What is communication? What is the key to effective communication?

 

Communication

A movement of a message, with clear meaning, from sender to receiver is known as communication (Richard Hodgetts, 2006).  Communication plays a pivotal role in the organizational internal and external performance. It moves either upward/downward or in both directions. However, an MNC cannot set a single communication pattern in all of its international subsidiaries as the communication is strongly influenced by the subsidiary’s local culture.  For example, KSA culture scores high on power distance (Hofstede, 2017). Thus, Nestle can never set an upward communication system in its Saudi subsidiary because subordinates are not supposed to directly communicate with the top management. Similarly, in the USA, an MNC may not be successful with a downward communication flow pattern due to the low level of power distance.
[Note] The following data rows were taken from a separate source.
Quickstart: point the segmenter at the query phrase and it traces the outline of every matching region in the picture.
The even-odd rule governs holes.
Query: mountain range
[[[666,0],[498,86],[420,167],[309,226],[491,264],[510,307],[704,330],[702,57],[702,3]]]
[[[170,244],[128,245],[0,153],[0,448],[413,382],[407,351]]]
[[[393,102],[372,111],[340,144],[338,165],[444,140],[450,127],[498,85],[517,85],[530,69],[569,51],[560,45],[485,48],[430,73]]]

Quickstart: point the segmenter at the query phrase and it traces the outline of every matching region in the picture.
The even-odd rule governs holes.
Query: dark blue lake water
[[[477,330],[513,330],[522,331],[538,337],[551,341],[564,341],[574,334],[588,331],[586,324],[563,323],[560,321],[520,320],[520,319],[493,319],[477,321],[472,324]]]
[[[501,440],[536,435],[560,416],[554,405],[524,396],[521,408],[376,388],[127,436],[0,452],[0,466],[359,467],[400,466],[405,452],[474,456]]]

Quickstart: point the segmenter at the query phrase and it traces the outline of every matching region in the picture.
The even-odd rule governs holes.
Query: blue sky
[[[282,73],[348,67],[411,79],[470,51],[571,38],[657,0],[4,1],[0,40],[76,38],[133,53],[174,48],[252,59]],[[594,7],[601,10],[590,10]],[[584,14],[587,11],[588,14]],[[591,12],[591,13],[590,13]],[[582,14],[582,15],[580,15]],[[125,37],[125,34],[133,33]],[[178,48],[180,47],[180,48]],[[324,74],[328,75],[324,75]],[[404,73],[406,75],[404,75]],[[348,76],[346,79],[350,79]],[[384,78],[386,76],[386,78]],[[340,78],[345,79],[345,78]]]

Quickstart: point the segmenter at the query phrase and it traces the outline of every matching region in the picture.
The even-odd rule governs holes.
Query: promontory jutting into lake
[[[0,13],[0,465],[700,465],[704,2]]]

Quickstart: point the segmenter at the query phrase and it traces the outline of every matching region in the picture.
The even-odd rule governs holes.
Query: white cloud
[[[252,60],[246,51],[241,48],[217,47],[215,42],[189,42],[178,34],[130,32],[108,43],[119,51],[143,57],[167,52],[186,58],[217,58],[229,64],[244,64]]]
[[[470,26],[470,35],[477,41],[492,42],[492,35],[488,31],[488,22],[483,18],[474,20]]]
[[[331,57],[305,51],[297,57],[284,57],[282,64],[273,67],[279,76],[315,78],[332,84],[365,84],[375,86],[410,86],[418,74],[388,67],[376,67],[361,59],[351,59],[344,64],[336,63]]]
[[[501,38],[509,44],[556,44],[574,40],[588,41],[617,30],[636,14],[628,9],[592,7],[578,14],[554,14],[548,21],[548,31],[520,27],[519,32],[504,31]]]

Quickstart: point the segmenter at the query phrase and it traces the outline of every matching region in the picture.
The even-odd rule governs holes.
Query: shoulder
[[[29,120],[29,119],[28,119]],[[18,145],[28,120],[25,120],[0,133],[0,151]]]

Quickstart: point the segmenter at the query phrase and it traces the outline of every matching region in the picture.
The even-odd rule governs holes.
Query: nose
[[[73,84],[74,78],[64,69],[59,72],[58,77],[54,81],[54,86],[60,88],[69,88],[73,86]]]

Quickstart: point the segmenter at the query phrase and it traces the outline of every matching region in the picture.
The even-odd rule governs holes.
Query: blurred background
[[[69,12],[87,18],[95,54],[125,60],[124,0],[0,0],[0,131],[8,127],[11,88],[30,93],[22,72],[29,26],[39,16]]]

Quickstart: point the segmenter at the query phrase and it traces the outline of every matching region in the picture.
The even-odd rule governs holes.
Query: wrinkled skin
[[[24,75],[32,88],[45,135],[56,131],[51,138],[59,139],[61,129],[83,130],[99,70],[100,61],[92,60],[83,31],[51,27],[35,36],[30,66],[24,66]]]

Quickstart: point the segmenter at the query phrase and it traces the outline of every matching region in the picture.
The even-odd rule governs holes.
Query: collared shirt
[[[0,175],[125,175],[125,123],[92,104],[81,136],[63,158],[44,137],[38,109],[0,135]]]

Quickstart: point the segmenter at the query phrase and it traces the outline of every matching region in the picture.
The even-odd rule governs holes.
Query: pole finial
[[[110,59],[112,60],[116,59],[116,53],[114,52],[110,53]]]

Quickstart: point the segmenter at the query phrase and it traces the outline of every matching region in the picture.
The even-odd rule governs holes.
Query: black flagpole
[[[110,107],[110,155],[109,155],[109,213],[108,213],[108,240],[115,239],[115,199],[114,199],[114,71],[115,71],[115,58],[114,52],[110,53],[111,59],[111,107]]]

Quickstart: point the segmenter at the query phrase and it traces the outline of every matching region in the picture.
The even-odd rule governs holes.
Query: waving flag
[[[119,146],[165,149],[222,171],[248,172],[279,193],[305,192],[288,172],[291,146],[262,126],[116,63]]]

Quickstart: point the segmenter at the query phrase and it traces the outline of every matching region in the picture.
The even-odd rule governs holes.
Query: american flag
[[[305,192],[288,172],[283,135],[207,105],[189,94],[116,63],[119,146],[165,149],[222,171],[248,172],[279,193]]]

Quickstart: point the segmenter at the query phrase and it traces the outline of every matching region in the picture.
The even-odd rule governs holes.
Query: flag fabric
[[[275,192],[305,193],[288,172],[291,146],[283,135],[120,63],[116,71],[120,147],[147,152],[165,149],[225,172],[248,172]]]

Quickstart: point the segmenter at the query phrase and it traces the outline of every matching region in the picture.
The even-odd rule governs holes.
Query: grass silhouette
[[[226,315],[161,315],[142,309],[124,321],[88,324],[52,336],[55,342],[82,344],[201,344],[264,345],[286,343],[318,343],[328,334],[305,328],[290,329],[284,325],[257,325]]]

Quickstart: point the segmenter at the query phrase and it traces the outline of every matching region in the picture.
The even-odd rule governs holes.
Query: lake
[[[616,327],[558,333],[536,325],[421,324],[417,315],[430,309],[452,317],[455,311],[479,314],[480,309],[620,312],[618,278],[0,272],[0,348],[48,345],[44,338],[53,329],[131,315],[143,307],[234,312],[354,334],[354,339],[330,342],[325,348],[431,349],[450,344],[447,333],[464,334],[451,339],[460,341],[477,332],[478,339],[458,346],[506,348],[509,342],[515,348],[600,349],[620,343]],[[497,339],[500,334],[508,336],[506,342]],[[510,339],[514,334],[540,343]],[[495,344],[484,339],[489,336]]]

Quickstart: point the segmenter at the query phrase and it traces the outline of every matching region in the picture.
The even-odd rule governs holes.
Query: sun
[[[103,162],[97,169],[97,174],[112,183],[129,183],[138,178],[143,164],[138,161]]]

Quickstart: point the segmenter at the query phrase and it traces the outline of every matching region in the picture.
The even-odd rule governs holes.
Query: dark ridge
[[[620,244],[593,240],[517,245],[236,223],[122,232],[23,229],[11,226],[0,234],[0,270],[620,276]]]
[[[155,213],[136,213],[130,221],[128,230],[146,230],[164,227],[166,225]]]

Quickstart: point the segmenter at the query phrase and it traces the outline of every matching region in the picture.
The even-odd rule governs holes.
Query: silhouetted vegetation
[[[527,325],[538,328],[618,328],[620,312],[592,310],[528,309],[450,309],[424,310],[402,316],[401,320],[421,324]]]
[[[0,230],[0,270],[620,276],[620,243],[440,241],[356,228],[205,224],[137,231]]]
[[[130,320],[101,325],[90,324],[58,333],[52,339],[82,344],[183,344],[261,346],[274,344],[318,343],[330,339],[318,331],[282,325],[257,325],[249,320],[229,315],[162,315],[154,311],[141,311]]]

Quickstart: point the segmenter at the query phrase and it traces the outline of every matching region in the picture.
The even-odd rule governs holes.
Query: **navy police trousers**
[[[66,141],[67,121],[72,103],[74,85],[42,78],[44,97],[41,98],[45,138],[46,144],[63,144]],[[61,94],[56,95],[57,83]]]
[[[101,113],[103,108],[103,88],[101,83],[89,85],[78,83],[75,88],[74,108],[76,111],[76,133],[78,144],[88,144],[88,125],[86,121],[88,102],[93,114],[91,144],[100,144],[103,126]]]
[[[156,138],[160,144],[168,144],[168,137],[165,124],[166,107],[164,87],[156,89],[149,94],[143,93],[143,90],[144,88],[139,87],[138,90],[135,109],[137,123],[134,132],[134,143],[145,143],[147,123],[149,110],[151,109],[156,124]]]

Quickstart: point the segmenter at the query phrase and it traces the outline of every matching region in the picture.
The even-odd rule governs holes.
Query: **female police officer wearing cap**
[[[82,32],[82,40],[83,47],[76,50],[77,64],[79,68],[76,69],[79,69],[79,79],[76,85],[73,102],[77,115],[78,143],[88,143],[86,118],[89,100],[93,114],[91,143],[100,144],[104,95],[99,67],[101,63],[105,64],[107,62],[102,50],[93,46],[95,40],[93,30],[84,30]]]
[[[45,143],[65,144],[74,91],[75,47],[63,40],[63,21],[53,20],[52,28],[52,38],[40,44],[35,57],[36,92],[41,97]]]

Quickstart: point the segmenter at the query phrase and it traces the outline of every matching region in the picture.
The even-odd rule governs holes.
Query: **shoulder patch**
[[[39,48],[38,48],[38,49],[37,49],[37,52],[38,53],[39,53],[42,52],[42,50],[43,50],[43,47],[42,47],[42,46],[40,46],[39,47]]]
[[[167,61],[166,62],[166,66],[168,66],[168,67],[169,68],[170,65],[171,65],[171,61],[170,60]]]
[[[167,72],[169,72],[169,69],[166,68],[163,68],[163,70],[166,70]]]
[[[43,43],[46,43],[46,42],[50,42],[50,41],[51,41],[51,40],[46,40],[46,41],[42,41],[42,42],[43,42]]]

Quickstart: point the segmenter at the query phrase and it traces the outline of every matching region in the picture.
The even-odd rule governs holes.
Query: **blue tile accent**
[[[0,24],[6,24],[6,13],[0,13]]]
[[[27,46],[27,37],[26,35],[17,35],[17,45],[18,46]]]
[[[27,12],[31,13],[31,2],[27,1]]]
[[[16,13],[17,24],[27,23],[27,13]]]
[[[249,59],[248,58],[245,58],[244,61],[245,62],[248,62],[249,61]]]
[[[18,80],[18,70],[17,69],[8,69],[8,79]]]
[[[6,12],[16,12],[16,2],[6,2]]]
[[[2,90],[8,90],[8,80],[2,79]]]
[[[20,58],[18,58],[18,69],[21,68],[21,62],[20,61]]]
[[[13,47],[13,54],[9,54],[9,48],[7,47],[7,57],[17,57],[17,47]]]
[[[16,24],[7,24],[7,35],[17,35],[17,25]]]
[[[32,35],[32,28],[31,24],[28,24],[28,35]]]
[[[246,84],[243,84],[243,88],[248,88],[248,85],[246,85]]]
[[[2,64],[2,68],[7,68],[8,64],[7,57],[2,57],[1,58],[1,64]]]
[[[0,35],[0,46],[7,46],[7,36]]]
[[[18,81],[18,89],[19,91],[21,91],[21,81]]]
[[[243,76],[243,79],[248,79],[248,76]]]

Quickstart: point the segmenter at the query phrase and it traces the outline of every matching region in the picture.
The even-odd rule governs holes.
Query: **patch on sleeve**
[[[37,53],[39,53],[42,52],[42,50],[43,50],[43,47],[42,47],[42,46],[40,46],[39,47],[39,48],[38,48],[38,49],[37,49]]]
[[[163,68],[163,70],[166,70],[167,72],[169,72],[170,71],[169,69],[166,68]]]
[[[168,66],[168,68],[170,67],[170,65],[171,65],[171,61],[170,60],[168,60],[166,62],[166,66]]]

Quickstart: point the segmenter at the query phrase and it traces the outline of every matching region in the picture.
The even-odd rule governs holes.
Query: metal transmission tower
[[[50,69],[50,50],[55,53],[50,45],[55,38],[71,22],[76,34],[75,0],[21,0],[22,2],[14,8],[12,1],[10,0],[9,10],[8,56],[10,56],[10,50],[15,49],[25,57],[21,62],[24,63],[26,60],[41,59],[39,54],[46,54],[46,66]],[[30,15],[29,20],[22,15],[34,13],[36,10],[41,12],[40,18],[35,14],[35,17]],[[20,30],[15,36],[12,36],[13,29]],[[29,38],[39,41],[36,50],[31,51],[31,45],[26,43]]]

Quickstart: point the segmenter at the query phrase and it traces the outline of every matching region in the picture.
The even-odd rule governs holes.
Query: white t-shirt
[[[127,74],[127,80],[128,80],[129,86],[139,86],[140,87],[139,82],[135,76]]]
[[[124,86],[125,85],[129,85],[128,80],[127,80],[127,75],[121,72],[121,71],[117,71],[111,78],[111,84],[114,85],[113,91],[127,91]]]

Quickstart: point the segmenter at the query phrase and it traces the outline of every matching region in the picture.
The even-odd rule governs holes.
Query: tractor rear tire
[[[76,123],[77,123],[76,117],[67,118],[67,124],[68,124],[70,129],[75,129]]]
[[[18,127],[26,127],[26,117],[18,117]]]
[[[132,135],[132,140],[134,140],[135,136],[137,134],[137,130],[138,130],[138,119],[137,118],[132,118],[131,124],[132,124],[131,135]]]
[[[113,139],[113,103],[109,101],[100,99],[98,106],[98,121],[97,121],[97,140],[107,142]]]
The effectiveness of communication is not guaranteed by the selection of communication flow pattern. An MNC needs to consider two main keys to infuse effectiveness in communication within an organization.  The first key is to generate an open feedback system (Richard Hodgetts, 2006), which allows each and every subsidiary to directly communicate with the parent company. It can be done by enabling a feedback system in which the subsidiary management can personally and impersonally contact with the parent office to discuss performance problems, the progress of goals, and other critical issues. Since each subsidiary has its own local language, different from the parent office, therefore, it increases the communication ineffectiveness. The second key to effective communication is to provide language training to subsidiary managers to ensure that they can actively present their views in general meetings or communicate their branch’s problems and issues clearly. The third key understands the cultures of the operating countries. The home management and local managers must understand each other’s cultures to avoid communication breakdown (Richard Hodgetts, 2006).